Chechen officials in Moscow have engaged in numerous similar incidents in the past, so it is unclear why the authorities cracked down in this particular case, the news agency’s sources noted. One explanation is that the Russian officials justified it to themselves that the attack was directed at people close to Delimkhanov but not to Kadyrov. The Chechen governor, unlike his Duma member cousin, is apparently considered immune to their attacks. Delimkhanov apparently left Moscow hours before the arrest of his close associates “to attend a government meeting” (Rosbalt, August 24); so he may still be inaccessible to the Russian security services.

The circumstances surrounding the August 17 arrest of the alleged racketeers in Moscow point to the possibility that the Russian security services have continued their concerted effort to limit the influence of the Chechen governor outside the republic. Although Putin’s own position on this case remains unclear, it is unlikely that he is unaware of the campaign and does not at least partially support it.

Some analysts have long noted that relations between Kadyrov and the Russian security services—particularly the powerful Federal Security Service (FSB)—have been quite rocky. The security services reportedly resent the power Kadyrov received directly from Putin, which allows him to control Chechnya and even carry out operations outside the republic—something no other Russian governor has the ability to attempt. The conflict especially intensified after the brazen assassination of the prominent Russian opposition figure Boris Nemtsov in central Moscow, in February 2015. Russian security services quickly apprehended several individuals with ties to the Chechen government. Since then, the security services have tried to pursue the investigation but never fully completed it, apparently due to internal political battles. The attack on Delimkhanov, therefore, is seen by some as a roundabout assault on Kadyrov by the Russian security services. Even though Kadyrov himself still appears off limits, his closest associates, such as Adam Delimkhanov, are apparently starting to feel the heat generated by the resentment among various Russian officials (, August 27).

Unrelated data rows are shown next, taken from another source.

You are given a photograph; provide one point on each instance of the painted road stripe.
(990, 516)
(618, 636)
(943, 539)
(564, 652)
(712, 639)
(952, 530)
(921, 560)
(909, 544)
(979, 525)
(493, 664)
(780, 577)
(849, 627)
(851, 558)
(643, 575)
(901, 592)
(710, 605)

Meanwhile, Ramzan Kadyrov is gearing up for Chechen governor elections, which will take place on September 18. Assuming he wins, Kadyrov will be the only elected republican governor in the North Caucasus. All of the region’s other republics have governors appointed by Vladimir Putin. Elections will further strengthen Kadyrov’s position not only Chechnya but also in neighboring territories. Thus, his enemies in Moscow are reportedly trying to undermine the ruler of Chechnya prior to the polls (, August 27). Even though Putin is publicly showing his support for Kadyrov, it appears that he implicitly supports the Russian security services’ pressure on the Chechen governor’s entourage. The goal seems to be to strip Kadyrov of his support base and downgrade him to more of an average governor of a Russian region—one who is fully dependent on Moscow and entirely replaceable by the Kremlin at any time.